First talk was by Jay Lennon “A trait-based approach to microbial diversity”. Pointing out the limitation of studying lists of taxa. Asking about the phylogenetic conservation of traits, trade-offs between traits, and different kinds of traits. Talked about bacterial persistence and longevity. Claimed that 90% of skin bacteria were either dead or dormant.
Other talk in this session was from Pieter Dorrestein “Chemistry of the human habitat…”. Started off describing the significant lack of knowledge regarding indoor chemistry. Need that groundwork before we can relate that to microbes and the whole system. Talked mostly about what I would call chemical forensics, matching chemical signatures on between people and the objects that surround them.

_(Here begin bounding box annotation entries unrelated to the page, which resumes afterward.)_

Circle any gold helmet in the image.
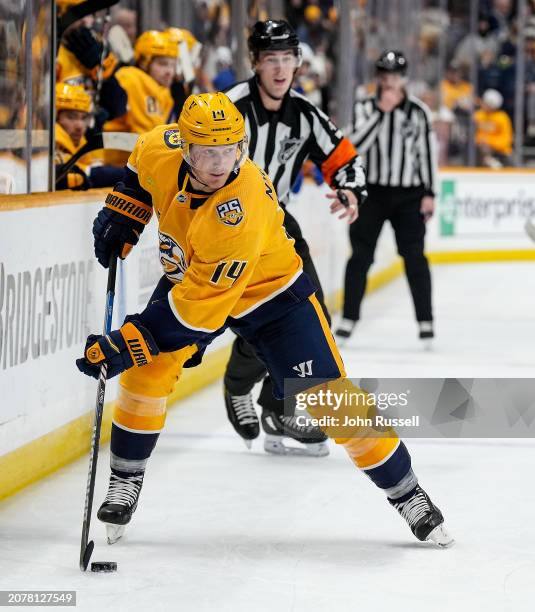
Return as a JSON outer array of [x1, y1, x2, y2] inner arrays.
[[134, 30, 178, 70], [178, 91, 247, 167], [56, 83, 91, 113], [56, 0, 84, 17], [163, 28, 199, 51]]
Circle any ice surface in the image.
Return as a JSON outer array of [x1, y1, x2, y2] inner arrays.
[[0, 264, 535, 612]]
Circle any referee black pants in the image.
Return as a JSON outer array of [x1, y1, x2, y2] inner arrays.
[[224, 210, 331, 415], [344, 185, 433, 321]]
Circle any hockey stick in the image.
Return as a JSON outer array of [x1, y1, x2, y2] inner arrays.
[[80, 253, 117, 572], [56, 132, 139, 185], [58, 0, 119, 41], [524, 218, 535, 241]]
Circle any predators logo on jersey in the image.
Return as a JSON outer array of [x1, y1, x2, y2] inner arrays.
[[158, 232, 188, 283], [216, 198, 243, 226], [163, 130, 181, 149]]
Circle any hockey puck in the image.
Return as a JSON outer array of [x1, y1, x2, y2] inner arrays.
[[91, 561, 117, 572]]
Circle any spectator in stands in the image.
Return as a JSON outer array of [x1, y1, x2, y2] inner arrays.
[[112, 6, 137, 47], [474, 89, 513, 168], [297, 4, 331, 52], [440, 63, 474, 112], [55, 83, 123, 189], [454, 14, 500, 69], [107, 6, 137, 65], [213, 47, 236, 91], [164, 28, 212, 100]]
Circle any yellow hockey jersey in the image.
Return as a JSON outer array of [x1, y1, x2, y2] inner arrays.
[[104, 66, 173, 134], [107, 124, 314, 350], [54, 123, 103, 174]]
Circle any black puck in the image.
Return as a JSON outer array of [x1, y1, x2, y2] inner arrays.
[[91, 561, 117, 572]]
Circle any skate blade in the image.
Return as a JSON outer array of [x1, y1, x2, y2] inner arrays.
[[105, 523, 126, 544], [421, 338, 433, 353], [426, 523, 455, 548], [264, 435, 329, 457]]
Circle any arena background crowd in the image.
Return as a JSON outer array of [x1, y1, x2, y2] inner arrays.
[[0, 0, 535, 193]]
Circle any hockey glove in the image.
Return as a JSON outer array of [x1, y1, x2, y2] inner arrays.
[[93, 191, 152, 268], [56, 164, 91, 191], [76, 321, 160, 378], [63, 26, 103, 70]]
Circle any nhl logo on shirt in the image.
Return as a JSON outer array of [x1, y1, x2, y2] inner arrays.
[[163, 130, 181, 149], [277, 138, 304, 164], [216, 198, 244, 226], [401, 119, 420, 139]]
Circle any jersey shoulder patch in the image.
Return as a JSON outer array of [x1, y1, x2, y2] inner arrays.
[[163, 130, 181, 149]]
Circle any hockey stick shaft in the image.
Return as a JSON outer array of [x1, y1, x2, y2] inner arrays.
[[80, 253, 117, 572]]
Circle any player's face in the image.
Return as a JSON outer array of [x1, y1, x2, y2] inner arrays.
[[149, 56, 176, 87], [255, 51, 299, 99], [58, 110, 89, 146], [377, 72, 405, 91], [190, 144, 238, 190]]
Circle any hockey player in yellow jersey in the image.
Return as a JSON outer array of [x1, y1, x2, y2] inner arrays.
[[55, 83, 123, 189], [101, 30, 177, 134], [77, 93, 452, 546], [56, 0, 117, 90]]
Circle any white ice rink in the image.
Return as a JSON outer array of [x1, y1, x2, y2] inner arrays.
[[0, 263, 535, 612]]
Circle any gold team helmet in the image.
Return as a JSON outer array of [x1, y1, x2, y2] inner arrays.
[[56, 0, 84, 17], [56, 83, 91, 113], [178, 91, 247, 169], [163, 28, 199, 51], [134, 30, 178, 70]]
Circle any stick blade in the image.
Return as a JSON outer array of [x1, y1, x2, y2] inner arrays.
[[80, 540, 95, 572]]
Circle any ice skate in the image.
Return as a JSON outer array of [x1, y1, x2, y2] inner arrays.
[[262, 410, 329, 457], [97, 472, 144, 544], [418, 321, 435, 351], [388, 485, 455, 548], [225, 389, 260, 449], [334, 319, 357, 346]]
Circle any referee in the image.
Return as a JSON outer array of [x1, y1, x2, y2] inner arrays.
[[336, 51, 437, 340], [224, 20, 366, 456]]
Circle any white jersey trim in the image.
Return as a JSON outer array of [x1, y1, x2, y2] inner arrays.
[[231, 269, 303, 319], [167, 291, 219, 334]]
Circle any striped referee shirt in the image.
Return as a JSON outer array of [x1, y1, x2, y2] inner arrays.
[[226, 77, 366, 204], [350, 96, 437, 195]]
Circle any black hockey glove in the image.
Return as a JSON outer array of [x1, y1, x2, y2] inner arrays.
[[76, 317, 160, 378], [56, 164, 91, 191], [93, 191, 152, 268]]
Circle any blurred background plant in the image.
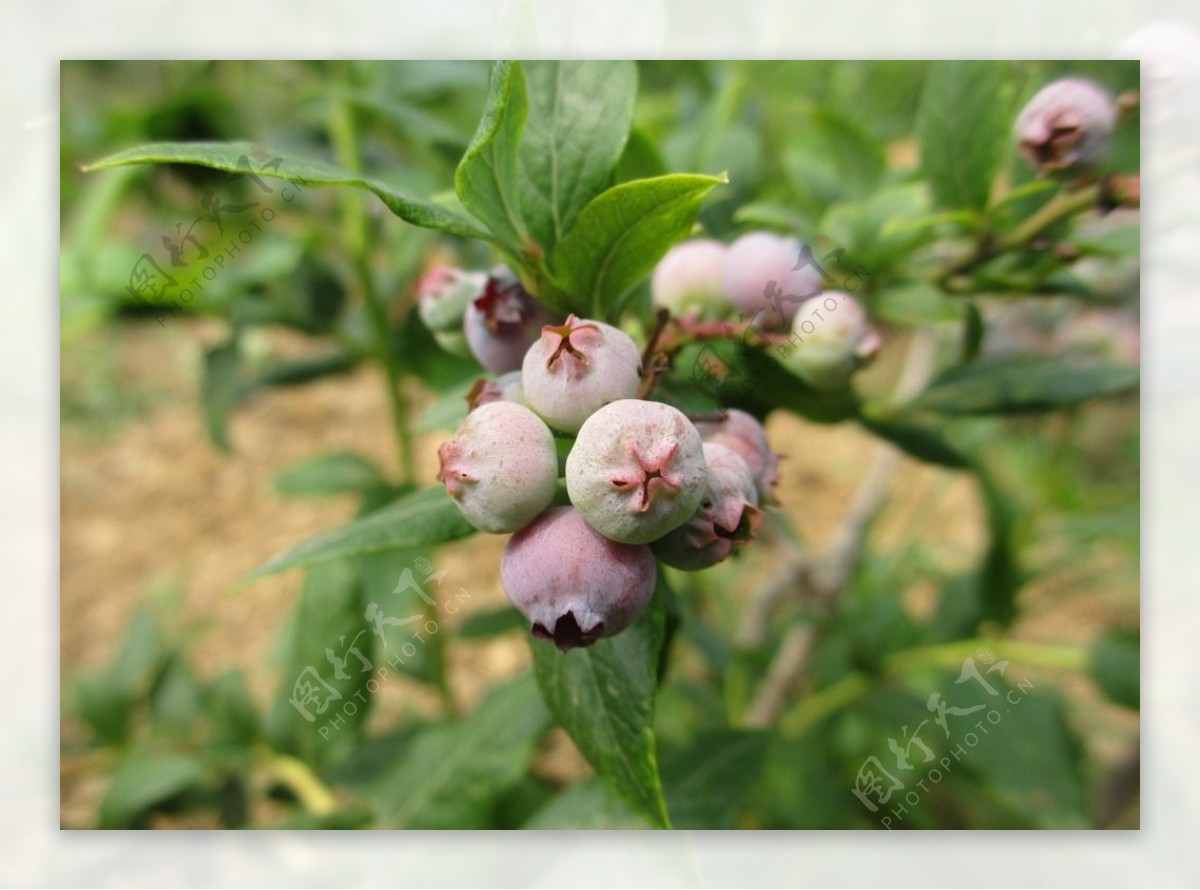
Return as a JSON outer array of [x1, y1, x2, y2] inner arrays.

Session #3 “Expanding the Toolkit: Modeling the Microbiome”
First up was Jennifer Martiny “Microbial biogeography in light of traits” As with Jay Lennon’s talk, an emphasis on traits versus lists of taxa. Mentioned the Doolittle argument that because of HGT and rapid evolution, taxonomy might not be as informative as we hope. However, she went on to show data that in fact there is a strong phylogenetic signal among microbes. Gave some neat examples about microbial traits.
Next in session was Patricia Fabian (remotely) “Modeling the Built Environment, Indoor Air Quality, and Health: A Systems Science Approach”. Talked about the challenges facing models, including multi-factorial nature, rare diseases, insufficient power in most studies, etc. But, did show the advantages of the modeling approach… giving some interesting examples including influenza survival and impact of weatherization on low income multi family housing.

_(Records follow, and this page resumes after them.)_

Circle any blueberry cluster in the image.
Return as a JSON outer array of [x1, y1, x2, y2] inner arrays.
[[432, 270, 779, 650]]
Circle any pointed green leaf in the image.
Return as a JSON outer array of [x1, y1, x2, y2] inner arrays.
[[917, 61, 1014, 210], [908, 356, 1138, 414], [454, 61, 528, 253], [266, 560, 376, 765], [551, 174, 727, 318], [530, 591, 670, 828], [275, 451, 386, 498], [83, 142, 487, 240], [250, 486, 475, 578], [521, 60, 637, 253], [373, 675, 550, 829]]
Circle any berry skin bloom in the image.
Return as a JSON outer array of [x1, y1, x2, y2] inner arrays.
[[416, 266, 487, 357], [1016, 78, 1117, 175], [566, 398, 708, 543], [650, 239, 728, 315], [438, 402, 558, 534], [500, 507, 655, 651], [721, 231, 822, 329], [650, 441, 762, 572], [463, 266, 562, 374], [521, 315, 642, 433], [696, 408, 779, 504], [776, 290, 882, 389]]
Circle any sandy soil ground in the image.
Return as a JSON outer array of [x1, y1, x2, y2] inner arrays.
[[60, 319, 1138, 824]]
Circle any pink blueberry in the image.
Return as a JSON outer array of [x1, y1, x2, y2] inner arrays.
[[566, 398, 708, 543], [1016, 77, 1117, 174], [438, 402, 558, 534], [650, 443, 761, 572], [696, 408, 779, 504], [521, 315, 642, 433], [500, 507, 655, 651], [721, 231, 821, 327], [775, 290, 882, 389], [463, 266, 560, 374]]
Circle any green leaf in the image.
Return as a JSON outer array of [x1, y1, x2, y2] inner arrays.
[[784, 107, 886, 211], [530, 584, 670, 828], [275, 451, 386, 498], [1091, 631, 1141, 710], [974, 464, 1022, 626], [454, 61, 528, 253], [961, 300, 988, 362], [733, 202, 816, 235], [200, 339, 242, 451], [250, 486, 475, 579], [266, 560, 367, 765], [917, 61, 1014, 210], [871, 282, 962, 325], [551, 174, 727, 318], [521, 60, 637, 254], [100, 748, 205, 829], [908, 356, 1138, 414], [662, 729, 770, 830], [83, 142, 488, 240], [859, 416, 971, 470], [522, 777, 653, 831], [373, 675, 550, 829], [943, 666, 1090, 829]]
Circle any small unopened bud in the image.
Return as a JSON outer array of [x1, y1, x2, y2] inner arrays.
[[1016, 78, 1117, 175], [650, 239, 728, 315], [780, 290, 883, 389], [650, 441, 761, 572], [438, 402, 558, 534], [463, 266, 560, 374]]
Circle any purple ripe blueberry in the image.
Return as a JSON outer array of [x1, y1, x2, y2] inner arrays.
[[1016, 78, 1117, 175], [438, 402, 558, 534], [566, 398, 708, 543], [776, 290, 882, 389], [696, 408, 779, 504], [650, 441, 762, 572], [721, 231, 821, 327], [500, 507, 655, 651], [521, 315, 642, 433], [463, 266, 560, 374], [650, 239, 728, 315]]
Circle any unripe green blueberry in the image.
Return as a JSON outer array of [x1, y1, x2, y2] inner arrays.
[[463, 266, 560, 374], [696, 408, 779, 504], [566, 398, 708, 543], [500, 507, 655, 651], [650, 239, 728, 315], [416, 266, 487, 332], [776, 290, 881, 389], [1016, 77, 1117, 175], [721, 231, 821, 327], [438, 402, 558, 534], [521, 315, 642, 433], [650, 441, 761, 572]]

Session #4 “Analyzing What’s Known from Case Examples: Comparing and Contrasting Results”
Tiina Reponen “Microbiomes of the Built Environment: Homes”. She started of by listing those attributes that make homes different from hospitals and the ISS (this is a comparative session). Those were pets, influence of outdoor fungi, humidity, and building materials. Showed the effects of various home characteristics on microbial richness, abundance, spores, etc. Then made the point that what we really want to know is the relationship to health effects. Talked in depth about the CCAAPS study, where they looked at homes over a long time. Also discussed the ERMI index (Environmental Relative Moldiness Index) which is a PCR-based assay that appears to be predictive in infants of later development of asthma.
Next was Brandon “Bubba” Brooks, “Reviewing major themes in hospital microbiome research”. Gave a good background on hospital work. Talked about the NICU as both and important and tractable study system. Showed source-tracking data about where microbes on touch surfaces in the hospital come from. Emphasized the need for genome sequencing, strain-level differences are important. Summarized differences between hospitals and houses. Hospitals are more sourced from humans, more spatial separation, etc.

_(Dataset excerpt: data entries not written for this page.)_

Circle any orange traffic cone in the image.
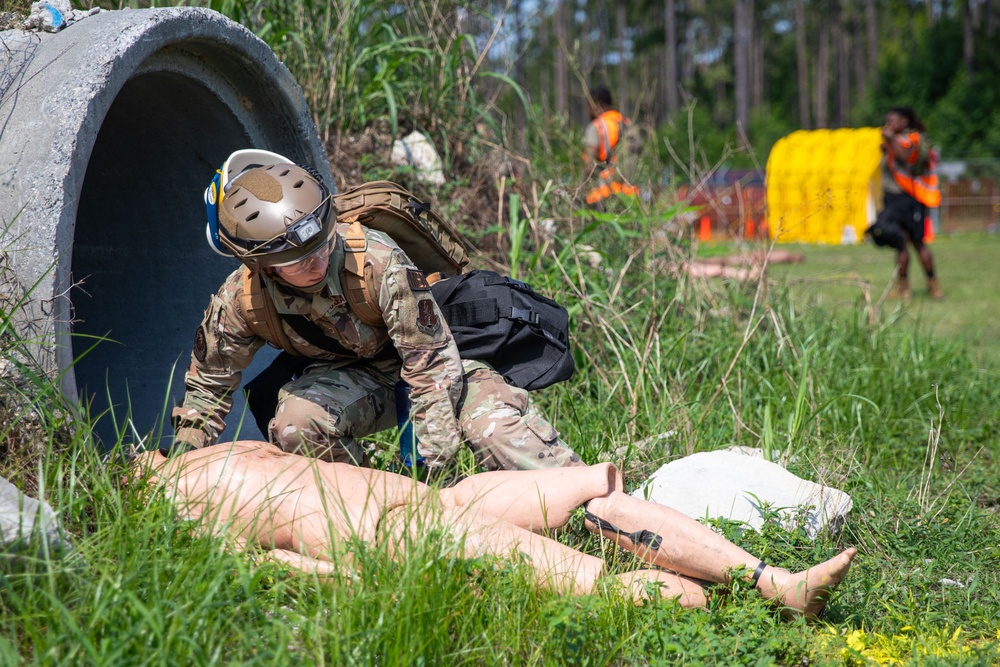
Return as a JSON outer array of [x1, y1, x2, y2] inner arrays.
[[698, 215, 712, 241]]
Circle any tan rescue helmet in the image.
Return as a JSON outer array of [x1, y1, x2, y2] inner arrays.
[[218, 164, 337, 271]]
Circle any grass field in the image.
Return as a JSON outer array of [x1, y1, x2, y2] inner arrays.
[[700, 233, 1000, 372]]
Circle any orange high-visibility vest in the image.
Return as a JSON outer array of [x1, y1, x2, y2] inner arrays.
[[885, 132, 941, 208], [594, 109, 628, 162], [584, 109, 639, 204]]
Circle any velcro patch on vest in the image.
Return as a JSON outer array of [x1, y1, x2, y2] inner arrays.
[[417, 299, 441, 336], [194, 327, 208, 363], [406, 269, 431, 292]]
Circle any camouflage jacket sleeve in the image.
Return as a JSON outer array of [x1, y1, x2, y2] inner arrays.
[[171, 269, 264, 447], [379, 243, 462, 467]]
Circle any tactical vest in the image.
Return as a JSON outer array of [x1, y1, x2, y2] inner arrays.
[[885, 132, 941, 208], [240, 181, 469, 356]]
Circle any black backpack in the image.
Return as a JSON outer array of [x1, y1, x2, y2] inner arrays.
[[431, 271, 574, 391]]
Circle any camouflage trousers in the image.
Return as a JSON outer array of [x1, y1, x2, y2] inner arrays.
[[268, 361, 585, 470]]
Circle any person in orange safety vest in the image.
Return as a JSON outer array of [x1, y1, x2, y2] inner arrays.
[[583, 86, 639, 206], [866, 107, 942, 299]]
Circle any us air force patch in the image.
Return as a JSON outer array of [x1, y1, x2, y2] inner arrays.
[[194, 327, 208, 363], [417, 299, 441, 336], [406, 269, 431, 292]]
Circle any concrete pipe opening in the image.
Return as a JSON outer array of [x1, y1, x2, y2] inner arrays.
[[0, 8, 332, 445]]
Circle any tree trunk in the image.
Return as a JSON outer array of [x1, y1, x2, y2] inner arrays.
[[834, 0, 851, 127], [555, 0, 569, 116], [865, 0, 878, 90], [733, 0, 753, 136], [813, 15, 830, 127], [615, 0, 629, 116], [537, 5, 558, 114], [510, 0, 528, 155], [663, 0, 680, 114], [750, 4, 764, 111], [795, 0, 812, 130], [962, 0, 978, 77]]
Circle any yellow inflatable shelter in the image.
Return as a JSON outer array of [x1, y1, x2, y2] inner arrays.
[[767, 127, 882, 244]]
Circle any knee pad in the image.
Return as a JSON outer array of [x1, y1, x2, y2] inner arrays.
[[583, 503, 663, 551]]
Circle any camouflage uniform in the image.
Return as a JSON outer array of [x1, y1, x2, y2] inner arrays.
[[173, 223, 582, 469]]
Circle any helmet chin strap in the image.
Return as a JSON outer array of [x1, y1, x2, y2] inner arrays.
[[264, 269, 327, 294]]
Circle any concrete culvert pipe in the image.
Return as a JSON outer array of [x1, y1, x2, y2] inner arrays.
[[0, 8, 332, 445]]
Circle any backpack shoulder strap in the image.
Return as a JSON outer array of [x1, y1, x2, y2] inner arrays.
[[340, 220, 385, 327], [239, 267, 299, 355]]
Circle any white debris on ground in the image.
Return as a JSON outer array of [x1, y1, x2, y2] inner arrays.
[[0, 477, 69, 552], [632, 447, 854, 539], [390, 130, 444, 185], [24, 0, 101, 32]]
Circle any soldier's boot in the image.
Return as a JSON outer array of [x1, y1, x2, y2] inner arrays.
[[896, 278, 910, 301], [927, 278, 944, 299]]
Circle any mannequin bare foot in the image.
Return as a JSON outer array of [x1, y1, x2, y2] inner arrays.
[[758, 547, 858, 618]]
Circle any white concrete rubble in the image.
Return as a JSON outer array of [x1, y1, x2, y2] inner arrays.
[[632, 447, 854, 539]]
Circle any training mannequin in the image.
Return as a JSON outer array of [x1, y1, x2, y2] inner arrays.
[[140, 441, 856, 616]]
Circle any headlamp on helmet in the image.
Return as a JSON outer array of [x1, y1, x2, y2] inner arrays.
[[285, 213, 323, 246], [218, 163, 337, 271], [205, 148, 296, 257]]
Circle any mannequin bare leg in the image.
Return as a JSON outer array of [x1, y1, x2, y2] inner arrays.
[[441, 463, 856, 616], [144, 442, 855, 615]]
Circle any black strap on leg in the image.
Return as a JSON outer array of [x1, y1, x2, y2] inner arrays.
[[583, 509, 663, 551], [750, 561, 767, 588]]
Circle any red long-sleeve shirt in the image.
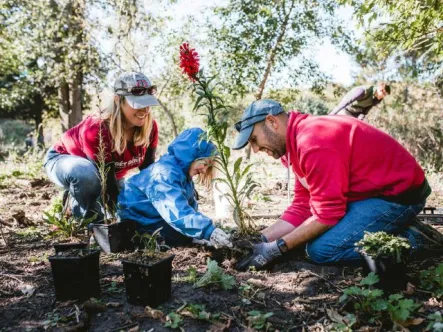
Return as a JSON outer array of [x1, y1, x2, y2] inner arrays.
[[54, 116, 158, 180], [281, 112, 425, 226]]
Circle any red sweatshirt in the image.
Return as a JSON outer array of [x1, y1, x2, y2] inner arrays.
[[281, 112, 425, 226], [54, 116, 158, 180]]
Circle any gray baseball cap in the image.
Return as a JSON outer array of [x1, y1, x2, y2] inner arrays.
[[114, 72, 160, 109], [232, 99, 284, 150]]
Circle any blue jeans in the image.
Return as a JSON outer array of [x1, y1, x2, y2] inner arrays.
[[44, 148, 103, 220], [306, 198, 425, 264]]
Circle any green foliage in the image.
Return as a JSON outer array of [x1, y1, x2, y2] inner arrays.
[[355, 232, 411, 263], [340, 272, 388, 322], [193, 70, 259, 234], [165, 312, 183, 329], [194, 258, 235, 290], [186, 266, 197, 284], [246, 310, 274, 331], [348, 0, 443, 68], [43, 198, 96, 238], [426, 311, 443, 332], [185, 304, 220, 322], [420, 263, 443, 298], [340, 272, 420, 330], [132, 227, 163, 257], [208, 0, 353, 99], [388, 294, 420, 323]]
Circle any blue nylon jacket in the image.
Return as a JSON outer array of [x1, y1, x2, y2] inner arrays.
[[117, 128, 215, 240]]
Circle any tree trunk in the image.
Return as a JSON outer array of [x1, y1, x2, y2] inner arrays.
[[33, 94, 45, 149], [245, 0, 295, 160]]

Last talk in this group was Kasthuri Venkateswaran “Venkat” talking about “Environmental “omics on the ISS”. Talking about Planetary Protection and why NASA cares about the microbiome. NASA has access to some really cool closed systems, not just the ISS but various testing facilities including underwater. Gave some geography of the ISS. Talked about the results of a large-scale survey of the ISS, did both culture-dependent and culture-independent methods. Looked at both bacteria and fungi.